Two drugs are used to treat both HIV and hepatitis B. Lamivudine (3TC or Epivir) was FDA-approved in 1995 and was used with zidovudine (AZT or Retrovir) even before the advent of multi-class combination ART. Tenofovir disoproxil fumarate(Viread, also in Truvada, Atripla, Complera, and Stribild) was approved in 2001 and has since become the most widely used NRTI, typically combined with emtricitabine (Emtriva or FTC), a drug similar to lamivudine that is also active against HBV but not approved for this purpose.

Study participants received an HBV-active drug as part of their ART regimen for 92% of follow-up time, so there was not enough time spent without such drugs to allow for a meaningful comparison. In an attempt to tease out their contributions, the authors stratified the analysis into pre- and post-tenofovir periods (1996-2001 and 2002-2013), finding that the effect on HBV incidence among HIV-positive men on suppressive ART was the same during both periods.

In their discussion the authors suggested that dually active drugs themselves may not be responsible for the reduction in hepatitis B incidence. While some prior studies have found that HBV-active drugs in an ART regimen reduced the risk of HBV infection by 50% to 90%, others did not find that using these specific drugs provided more protection than ART in general.

This may be due to the different lifecycles of HIV and HBV, they explained. HIV first copies its RNA genetic material in the cytoplasm or main body of T-cells, which then gets inserted into the cell's chromosomes; nucleoside/nucleotide analogs like lamivudine and tenofovir block this copying. HBV, in contrast, first inserts its DNA genetic material into the liver cell nucleus, which is then used to produce new virus. Therefore, lamivudine and tenofovir may not prevent new HBV infections, even though they can control viral replication and prevent it from spreading to new cells in the liver.

While this study did not look at HIV pre-exposure prophylaxis (PrEP) using tenofovir/emtricitabine (Truvada), this explanation suggests that taking these drugs to prevent HIV infection may not necessarily prevent HBV infection.

The authors noted that HIV-positive men were twice as likely as HIV-negative men to acquire HBV even after adjusting for risk behavior. They suggested that impaired immunity among people with active HIV may facilitate HBV infection, and therefore ART that controls HIV and improves immune function could reduce susceptibility to HBV. HIV-positive people with impaired immunity also do not get as much protection from the HBV vaccine.

"What this means to us is that effective HIV therapy appears to restore an impairment in the immune response that protects someone with HIV from acquiring hepatitis B infection," Thio said in a Johns Hopkins press release.

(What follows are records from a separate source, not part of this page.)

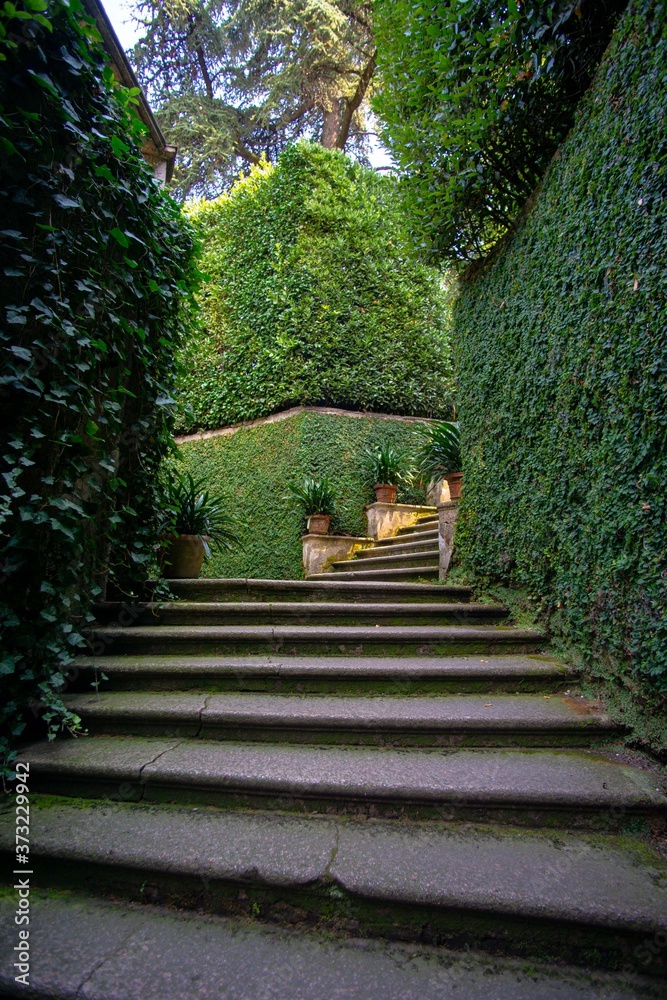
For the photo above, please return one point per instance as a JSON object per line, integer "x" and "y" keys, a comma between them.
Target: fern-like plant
{"x": 314, "y": 496}
{"x": 440, "y": 454}
{"x": 189, "y": 508}
{"x": 386, "y": 465}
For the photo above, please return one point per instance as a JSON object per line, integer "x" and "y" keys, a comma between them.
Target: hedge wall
{"x": 314, "y": 298}
{"x": 561, "y": 358}
{"x": 253, "y": 466}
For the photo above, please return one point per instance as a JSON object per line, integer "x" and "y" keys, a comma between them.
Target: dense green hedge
{"x": 253, "y": 466}
{"x": 96, "y": 268}
{"x": 475, "y": 98}
{"x": 314, "y": 298}
{"x": 561, "y": 356}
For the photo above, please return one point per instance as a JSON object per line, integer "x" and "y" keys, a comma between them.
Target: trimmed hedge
{"x": 561, "y": 359}
{"x": 314, "y": 297}
{"x": 254, "y": 465}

These findings, the researchers stressed, should not be taken to mean that HBV vaccination is not necessary if people are on effective ART. The vaccine is recommended for all people with HIV, men who have sex with men, people who have multiple sex partners, and others at risk.

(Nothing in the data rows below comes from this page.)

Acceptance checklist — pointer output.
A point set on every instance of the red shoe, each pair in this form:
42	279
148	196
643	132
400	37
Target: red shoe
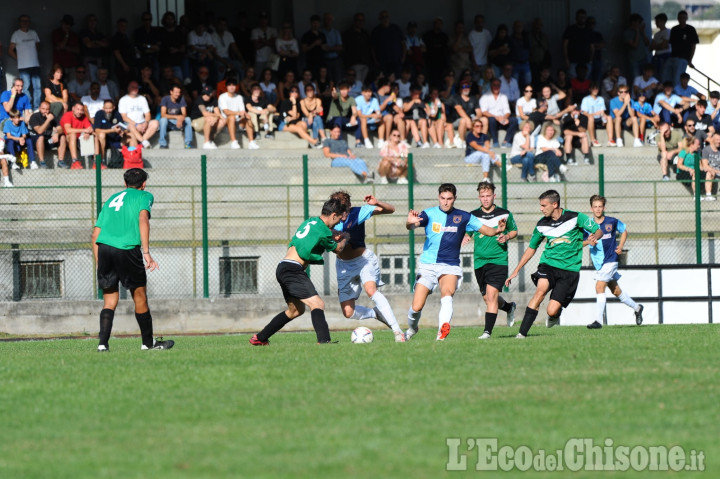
256	342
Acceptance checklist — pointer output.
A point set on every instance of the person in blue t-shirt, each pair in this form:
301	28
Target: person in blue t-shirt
439	264
605	259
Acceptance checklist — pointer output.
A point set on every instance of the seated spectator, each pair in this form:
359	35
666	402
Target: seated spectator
575	136
135	113
205	116
312	110
232	107
77	127
17	138
46	133
338	151
416	117
292	121
495	107
548	152
593	107
55	93
522	151
478	150
261	112
174	117
623	115
393	167
668	143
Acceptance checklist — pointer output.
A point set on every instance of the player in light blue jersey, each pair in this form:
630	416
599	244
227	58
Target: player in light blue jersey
439	264
605	259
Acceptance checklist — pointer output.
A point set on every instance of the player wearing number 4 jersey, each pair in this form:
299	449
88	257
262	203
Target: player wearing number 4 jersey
307	246
559	267
121	241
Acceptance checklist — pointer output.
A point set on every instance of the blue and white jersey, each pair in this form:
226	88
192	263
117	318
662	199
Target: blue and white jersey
355	224
444	233
604	251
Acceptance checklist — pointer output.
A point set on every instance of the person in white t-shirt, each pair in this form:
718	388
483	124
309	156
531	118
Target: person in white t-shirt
135	112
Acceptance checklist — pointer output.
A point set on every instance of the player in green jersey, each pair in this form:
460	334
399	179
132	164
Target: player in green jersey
311	240
559	267
121	241
491	265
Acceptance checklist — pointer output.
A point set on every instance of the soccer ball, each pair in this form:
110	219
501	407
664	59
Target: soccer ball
361	335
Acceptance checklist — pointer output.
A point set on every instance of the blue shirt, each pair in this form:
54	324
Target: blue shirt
355	224
444	233
604	250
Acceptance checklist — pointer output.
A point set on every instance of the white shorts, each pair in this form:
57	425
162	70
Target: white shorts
429	274
353	274
607	273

"We found a 70 percent reduction in new HBV infections in the men who reported receiving at least 1 dose of HBV vaccine," Falade-Nwulia said. "[V]accination rates, even in high-risk individuals, such as men who have sex with men, remain low, and we need to do a better job of encouraging vaccination."

10/19/15

Reference

O Falade-Nwulia, EC Seaberg, AE Snider, C Thio, et al.Incident Hepatitis B Virus Infection in HIV-Infected and HIV-Uninfected Men Who Have Sex With Men From Pre-HAART to HAART Periods: A Cohort Study. Annals of Internal Medicine. October 13, 2015 (online ahead of print).

Other Source

Johns Hopkins School of Medicine. HIV Drugs Provide Added Benefit of Protecting Against Hepatitis B Virus. Press release. October 12, 2015.